Most of the time, however, those who sell their flat before buying will face an interim period, where they need temporary accommodation. This interim period will also be stretched, if construction takes longer than expected (see point 3).
Realtors on the ground are expecting that, with fewer upgraders now daring to buy before they sell, we will see increased demand in the rental market.
5. A possible exodus from the CCR into fringe areas
With rental rates rising, and companies becoming more stringent with cost controls, some expats may see housing allowances shrink. This could cause a migration from CCR rental homes, into the RCR; or even into regional hubs like Tampines.
Realtors warned that in Singapore, tenants are more willing to do this, because of the country’s small size. One of them explained that:
“Singapore is not a big country, where moving to a rural area with cheaper rent is a major inconvenience.
In Singapore, even if you have to move all the way to Tengah, at worst you’re just over an hour from the CBD even by public transport. Most expats drive – so what’s the distance between Novena and Raffles to them?
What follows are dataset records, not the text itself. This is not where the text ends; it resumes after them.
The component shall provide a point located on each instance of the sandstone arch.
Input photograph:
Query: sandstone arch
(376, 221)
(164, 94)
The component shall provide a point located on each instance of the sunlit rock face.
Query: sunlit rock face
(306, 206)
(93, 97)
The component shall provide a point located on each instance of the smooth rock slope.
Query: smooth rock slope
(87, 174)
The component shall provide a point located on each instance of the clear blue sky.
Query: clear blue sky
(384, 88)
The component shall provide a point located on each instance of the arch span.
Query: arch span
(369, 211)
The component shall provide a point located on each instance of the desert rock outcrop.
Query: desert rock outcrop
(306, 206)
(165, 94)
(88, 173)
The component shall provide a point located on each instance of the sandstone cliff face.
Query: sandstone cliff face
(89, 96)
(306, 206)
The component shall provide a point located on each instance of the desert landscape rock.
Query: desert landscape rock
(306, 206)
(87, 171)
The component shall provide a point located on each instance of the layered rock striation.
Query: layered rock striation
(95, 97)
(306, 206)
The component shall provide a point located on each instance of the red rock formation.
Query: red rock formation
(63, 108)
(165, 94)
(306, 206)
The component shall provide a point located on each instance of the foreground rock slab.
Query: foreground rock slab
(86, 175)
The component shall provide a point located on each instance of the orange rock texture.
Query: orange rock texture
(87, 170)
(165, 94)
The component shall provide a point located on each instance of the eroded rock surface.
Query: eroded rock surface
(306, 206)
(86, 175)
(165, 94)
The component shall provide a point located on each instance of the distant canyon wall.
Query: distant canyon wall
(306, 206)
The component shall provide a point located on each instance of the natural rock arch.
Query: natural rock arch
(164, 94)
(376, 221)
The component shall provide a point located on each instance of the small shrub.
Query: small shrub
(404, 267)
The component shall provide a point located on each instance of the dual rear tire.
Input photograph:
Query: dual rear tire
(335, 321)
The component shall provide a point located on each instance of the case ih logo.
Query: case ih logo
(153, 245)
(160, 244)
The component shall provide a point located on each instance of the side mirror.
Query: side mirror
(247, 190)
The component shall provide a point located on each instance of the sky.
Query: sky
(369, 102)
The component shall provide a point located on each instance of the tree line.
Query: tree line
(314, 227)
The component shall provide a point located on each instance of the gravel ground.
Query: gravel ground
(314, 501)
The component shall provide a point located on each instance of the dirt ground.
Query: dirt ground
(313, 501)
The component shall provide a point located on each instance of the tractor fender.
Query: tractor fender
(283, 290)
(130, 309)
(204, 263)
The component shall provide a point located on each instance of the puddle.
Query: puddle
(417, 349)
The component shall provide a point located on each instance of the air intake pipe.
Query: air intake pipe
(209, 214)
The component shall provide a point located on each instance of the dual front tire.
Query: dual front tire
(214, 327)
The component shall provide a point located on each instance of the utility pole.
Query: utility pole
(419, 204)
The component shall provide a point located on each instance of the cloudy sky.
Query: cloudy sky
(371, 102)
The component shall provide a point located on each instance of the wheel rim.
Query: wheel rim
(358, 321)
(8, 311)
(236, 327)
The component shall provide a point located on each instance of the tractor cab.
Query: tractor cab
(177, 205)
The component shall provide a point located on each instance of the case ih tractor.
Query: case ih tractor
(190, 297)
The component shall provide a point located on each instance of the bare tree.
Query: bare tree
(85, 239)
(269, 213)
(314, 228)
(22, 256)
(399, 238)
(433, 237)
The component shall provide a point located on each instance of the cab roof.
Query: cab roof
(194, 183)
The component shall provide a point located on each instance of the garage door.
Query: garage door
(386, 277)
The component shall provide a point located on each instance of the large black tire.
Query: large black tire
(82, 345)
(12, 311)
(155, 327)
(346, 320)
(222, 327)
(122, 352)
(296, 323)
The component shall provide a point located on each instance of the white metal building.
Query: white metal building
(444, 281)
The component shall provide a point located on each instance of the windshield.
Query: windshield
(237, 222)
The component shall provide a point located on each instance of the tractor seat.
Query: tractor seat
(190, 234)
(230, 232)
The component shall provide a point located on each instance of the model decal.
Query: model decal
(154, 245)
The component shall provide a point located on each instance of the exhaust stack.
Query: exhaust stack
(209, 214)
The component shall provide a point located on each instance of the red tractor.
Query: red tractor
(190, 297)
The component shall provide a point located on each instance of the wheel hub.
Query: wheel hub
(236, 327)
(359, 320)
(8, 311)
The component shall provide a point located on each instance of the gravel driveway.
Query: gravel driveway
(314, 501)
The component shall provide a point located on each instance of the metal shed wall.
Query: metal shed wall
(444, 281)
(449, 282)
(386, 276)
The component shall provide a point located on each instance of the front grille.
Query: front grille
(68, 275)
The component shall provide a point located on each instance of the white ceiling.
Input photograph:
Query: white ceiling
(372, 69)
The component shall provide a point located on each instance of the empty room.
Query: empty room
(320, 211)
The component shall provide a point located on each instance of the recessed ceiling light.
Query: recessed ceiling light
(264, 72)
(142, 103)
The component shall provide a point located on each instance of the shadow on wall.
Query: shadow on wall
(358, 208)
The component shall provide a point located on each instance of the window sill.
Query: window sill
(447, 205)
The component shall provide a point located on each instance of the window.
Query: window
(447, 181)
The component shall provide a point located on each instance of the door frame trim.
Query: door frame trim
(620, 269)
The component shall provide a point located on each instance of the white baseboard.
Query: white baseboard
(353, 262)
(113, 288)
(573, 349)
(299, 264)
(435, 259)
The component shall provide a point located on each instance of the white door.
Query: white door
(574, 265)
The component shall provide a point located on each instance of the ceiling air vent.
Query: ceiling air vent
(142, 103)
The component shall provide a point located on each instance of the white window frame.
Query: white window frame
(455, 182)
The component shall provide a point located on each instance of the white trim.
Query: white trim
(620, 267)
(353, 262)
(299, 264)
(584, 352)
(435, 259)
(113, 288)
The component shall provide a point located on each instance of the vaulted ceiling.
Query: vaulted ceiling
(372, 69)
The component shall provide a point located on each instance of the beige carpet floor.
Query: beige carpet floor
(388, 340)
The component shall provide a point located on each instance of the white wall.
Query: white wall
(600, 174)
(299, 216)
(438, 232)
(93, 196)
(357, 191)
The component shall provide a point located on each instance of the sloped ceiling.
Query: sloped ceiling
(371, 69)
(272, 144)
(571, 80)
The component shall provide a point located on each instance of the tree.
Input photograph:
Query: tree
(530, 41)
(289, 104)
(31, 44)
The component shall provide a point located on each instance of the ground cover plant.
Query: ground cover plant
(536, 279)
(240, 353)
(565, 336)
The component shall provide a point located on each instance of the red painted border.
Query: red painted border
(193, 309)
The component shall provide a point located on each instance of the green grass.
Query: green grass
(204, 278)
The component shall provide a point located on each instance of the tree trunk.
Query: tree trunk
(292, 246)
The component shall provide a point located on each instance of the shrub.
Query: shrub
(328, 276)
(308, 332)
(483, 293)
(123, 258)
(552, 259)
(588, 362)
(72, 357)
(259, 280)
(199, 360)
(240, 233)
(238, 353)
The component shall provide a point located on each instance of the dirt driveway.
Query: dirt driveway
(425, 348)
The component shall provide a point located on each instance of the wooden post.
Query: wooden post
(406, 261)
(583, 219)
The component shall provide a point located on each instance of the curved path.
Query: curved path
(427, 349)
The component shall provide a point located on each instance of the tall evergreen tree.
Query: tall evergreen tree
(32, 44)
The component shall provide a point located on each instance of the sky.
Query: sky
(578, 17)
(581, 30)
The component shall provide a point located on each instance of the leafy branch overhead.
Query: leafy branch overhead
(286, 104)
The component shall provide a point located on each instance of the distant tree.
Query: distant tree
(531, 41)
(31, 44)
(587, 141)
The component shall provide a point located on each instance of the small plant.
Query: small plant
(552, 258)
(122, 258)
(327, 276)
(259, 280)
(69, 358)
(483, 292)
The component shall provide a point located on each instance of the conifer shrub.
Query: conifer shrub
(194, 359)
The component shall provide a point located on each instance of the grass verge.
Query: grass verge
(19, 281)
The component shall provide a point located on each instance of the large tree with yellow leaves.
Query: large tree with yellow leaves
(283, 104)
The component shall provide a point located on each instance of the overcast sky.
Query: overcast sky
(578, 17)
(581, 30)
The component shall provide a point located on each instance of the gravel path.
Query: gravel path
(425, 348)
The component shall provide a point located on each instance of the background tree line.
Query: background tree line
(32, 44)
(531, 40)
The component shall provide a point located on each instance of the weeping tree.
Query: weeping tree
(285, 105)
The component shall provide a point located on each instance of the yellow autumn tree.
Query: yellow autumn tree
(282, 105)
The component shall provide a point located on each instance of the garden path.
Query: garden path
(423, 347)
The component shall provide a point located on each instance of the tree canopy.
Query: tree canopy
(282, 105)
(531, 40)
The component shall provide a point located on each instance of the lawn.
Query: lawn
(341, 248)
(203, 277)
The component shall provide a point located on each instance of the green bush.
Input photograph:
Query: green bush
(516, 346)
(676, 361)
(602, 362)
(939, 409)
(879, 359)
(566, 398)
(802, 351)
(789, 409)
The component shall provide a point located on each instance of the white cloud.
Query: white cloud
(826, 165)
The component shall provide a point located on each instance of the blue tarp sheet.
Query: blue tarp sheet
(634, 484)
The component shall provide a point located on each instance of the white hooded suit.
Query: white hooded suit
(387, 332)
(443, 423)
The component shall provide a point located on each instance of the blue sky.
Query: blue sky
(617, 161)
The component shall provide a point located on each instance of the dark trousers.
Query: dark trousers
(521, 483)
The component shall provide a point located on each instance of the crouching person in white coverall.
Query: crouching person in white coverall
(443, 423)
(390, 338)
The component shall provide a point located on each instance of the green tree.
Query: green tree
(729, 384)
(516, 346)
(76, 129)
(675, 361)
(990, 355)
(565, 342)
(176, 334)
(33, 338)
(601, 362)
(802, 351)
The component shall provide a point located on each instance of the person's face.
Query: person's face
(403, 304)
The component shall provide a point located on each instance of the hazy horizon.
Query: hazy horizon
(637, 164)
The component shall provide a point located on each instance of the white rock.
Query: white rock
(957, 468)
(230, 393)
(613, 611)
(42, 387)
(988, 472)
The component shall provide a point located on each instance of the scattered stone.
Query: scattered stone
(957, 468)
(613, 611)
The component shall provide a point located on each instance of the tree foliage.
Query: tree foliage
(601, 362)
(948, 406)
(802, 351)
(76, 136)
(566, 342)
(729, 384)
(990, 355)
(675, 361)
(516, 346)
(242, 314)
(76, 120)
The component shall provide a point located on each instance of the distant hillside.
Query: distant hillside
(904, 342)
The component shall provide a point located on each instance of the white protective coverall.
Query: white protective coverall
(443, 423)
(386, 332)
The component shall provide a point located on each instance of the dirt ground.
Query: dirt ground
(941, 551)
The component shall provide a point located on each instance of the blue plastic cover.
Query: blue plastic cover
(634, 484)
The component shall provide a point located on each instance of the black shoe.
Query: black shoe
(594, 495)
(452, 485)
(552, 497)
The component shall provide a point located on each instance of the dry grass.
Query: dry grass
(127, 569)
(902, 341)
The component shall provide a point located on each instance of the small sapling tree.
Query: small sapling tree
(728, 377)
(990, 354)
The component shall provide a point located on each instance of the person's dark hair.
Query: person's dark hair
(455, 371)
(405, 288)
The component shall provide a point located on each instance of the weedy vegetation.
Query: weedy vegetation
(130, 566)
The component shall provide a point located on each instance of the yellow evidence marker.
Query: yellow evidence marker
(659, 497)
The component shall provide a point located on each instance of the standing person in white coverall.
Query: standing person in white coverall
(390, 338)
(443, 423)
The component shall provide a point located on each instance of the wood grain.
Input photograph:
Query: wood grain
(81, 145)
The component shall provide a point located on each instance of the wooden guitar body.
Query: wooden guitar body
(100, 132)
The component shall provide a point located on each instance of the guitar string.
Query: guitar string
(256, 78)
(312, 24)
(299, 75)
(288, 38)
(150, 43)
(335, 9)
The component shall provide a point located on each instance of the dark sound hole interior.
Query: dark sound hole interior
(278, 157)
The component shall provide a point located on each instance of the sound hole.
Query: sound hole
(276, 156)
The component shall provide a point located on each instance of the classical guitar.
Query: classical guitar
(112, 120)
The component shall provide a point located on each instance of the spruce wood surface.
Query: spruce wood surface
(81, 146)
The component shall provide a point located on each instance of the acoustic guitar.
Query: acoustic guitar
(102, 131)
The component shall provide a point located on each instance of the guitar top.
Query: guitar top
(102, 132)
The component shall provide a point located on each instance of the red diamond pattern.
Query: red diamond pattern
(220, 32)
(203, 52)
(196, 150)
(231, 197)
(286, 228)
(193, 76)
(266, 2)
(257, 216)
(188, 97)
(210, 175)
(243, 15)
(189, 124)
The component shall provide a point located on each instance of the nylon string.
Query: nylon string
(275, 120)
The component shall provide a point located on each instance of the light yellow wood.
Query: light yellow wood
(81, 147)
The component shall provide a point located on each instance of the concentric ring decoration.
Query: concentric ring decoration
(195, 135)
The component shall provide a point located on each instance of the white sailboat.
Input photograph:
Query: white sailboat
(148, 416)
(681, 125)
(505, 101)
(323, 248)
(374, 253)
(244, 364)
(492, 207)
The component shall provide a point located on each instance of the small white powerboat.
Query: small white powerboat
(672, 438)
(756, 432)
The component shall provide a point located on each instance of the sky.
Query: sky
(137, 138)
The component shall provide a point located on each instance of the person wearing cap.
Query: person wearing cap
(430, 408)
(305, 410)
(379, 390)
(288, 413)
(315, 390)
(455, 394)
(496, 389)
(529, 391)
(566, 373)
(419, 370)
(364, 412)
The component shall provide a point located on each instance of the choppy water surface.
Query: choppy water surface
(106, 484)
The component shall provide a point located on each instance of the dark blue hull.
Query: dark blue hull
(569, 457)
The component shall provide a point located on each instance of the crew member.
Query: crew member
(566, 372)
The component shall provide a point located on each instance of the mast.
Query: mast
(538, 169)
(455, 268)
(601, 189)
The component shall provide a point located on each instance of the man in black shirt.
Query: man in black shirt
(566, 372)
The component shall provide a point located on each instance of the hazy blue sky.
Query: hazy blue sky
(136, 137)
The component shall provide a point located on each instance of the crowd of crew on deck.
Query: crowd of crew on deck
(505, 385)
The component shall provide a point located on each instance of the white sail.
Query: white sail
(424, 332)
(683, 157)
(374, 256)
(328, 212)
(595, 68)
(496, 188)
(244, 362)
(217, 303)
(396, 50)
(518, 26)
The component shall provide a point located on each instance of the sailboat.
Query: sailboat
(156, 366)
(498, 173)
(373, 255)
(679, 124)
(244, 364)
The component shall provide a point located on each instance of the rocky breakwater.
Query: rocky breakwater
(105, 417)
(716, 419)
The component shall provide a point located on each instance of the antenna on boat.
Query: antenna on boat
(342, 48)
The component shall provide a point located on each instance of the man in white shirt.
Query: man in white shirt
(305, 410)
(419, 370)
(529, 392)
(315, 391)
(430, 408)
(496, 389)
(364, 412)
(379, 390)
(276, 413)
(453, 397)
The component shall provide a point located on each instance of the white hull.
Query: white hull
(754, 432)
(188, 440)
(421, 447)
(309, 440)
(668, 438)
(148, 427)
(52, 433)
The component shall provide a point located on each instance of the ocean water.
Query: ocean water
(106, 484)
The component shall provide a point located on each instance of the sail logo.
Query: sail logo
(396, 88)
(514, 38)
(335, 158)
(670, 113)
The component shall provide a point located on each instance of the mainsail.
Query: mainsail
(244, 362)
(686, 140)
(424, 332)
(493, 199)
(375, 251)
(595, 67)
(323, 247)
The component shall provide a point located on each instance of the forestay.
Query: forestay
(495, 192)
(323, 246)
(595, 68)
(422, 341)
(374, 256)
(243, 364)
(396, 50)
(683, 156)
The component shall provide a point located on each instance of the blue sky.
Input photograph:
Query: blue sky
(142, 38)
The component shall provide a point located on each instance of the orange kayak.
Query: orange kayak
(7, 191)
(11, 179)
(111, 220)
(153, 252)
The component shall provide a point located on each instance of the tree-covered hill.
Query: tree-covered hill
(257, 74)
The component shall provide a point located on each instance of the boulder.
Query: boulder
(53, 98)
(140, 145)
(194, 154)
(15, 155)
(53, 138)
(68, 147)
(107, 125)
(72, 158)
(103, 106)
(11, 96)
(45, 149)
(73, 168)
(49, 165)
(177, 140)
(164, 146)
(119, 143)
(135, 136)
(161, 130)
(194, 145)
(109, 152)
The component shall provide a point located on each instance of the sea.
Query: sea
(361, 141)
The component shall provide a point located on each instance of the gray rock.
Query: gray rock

At most another five minutes drive, and for that, they save so much on rent.”
Note, however, that this is not the main reason the OCR has outperformed so far; it is simply that, for those waiting for their homes to be built, or who can’t afford their own place yet, the OCR is the most affordable region (this includes locals).
Overall, all signs point toward a continued uptick in rental markets
This is on the basis that we don’t see any big swings, such as another circuit breaker and new crackdowns on travel; or a sudden downturn that makes home prices significantly more affordable (improbable, as Singapore sellers have few reasons to budge, and are rarely over-leveraged).
Tenants in the current market might want to consider longer leases to lock in good rates, as and when they find them. Those nearing the end of their lease should expect the dreaded “talk” with their landlords, who are likely to push for increases.